Have you heard anyone suggest that they can’t vote Liberal Democrat because one of their councillors was sentenced to 18 years in prison for bombing his own constituency? Or because of the sex scandals surrounding Cyril Smith, or because of Chris Huhne’s jail sentence for perverting the course of justice, or because a councillor was convicted of racially aggravated assault?
These aren’t just ‘saying’ bad things, or writing an inappropriate post on social media. These are convictions for serious criminal offences! So why are UKIP’s the ones which make front page headlines? It goes against the grain for me to even mention these examples – politics shouldn’t be about this kind of mudslinging – but the attacks on UKIP are so ferocious that it’s important to point out that there is a certain double standard at play.
The test for UKIP is whether we deal with those people. The candidate who made the remarks about Lenny Henry? Gone. Any UKIP member found to be a former member of a racist organisation like the BNP or National Front? Kicked out immediately (Conservatives and Labour have ex-BNP members as candidates and councillors). We don’t tolerate racism or racists in our party. I’m often asked about UKIP expelling the person who claimed recent floods were a consequence of gay marriage. Some deride us for allowing him in our party (though he’d said similar things for decades when he was a Conservative and nobody batted an eyelid). His opinion was ridiculous, but that shouldn’t stop him from being a member of the Party. He was expelled because he associated UKIP with those beliefs.
The average UKIP member or candidate couldn’t be further from this media stereotype. We have more candidates in winnable positions from ethnic minority backgrounds selected than the Lib Dems or Greens at the European elections – and perhaps more than the Conservatives and Labour too. That’s why the accusations of ‘racism’ are so hurtful to us personally. The word ‘racism’ is a serious one and it should not be thrown around like confetti.
Objection #5: We can’t support a single-issue Party
UKIP is not by any means a Party of only one policy. The elections on Thursday are to the European Parliament, and therefore they are a single-issue election. At this election we aren’t talking about our policy of ‘no tax on minimum wage’ which would help struggling families, because it isn’t relevant to the European elections.
One of the policies which attracts me as a Christian to UKIP is the policy of allowing the public to force a binding referendum on moral issues through a petition of 5% of the electorate. In such circumstances, gay marriage could not have been introduced without the consent of the British people – and there would exist a democratic mechanism for change to the law on abortion, for example. UKIP was the only Party to oppose the introduction of gay marriage, and for precisely that reason: because the people of this country were not consulted on the matter. We were also concerned about the protection of churches’ rights not to conduct such ceremonies.

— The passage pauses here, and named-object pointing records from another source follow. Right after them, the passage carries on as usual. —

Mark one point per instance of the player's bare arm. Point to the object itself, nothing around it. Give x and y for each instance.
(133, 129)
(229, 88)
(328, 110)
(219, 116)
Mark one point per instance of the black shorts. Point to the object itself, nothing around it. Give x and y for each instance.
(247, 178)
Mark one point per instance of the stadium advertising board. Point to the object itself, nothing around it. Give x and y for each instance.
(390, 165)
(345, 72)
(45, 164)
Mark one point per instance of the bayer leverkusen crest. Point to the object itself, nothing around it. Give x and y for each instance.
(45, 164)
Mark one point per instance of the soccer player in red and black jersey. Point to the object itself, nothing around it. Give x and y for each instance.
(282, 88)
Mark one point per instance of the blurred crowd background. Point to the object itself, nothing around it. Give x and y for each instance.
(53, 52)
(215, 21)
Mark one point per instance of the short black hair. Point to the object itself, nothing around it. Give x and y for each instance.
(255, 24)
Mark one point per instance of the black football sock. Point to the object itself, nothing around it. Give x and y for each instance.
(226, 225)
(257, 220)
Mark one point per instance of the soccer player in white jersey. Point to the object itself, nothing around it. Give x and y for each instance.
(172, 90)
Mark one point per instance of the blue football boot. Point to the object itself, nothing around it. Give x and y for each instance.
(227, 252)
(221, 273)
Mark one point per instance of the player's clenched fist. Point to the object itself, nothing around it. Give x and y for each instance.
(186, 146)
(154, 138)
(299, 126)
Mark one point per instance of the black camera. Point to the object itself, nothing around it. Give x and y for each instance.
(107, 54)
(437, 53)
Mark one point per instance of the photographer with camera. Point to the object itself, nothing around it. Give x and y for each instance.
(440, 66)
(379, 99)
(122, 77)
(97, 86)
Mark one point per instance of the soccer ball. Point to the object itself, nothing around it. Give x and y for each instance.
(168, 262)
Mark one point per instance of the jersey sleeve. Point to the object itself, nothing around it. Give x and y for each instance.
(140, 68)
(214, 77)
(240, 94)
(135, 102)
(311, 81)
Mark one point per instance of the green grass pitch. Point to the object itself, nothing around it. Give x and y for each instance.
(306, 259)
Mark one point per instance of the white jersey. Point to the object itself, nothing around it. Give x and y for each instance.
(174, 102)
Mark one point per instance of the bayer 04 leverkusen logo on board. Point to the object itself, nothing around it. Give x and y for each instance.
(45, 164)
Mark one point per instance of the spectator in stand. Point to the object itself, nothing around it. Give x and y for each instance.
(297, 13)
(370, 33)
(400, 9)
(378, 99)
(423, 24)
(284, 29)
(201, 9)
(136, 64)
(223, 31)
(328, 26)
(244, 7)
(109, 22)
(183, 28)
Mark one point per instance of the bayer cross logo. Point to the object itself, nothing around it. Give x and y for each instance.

Objection #6: UKIP now supports gay marriage, which is anti-Christian
This just isn’t true. The objection stems from a draft statement which was accidentally put out, by individuals in the Press Office, without having authorisation to do so. Nigel Farage issued the following statement:
“UKIP’s objection to same sex marriage was two-fold. First, we did not think it should have been made a political priority at a time of many other pressing issues and pointed out that the measure had no mandate from the electorate. Secondly we were concerned that because of the role of the European Court of Human Rights in British law that faith communities which had strong objections were at risk of being forced to conduct gay marriages.
“The statement attributed to me was not made by me and not approved by me. It was a draft by a staff member that should never have been sent out. There is an ongoing debate within UKIP about how we can protect faith communities from ultimately being compelled to conduct same sex marriages against their beliefs and their will. We note that some gay rights activists are already talking about taking legal action in Strasbourg to force this issue.”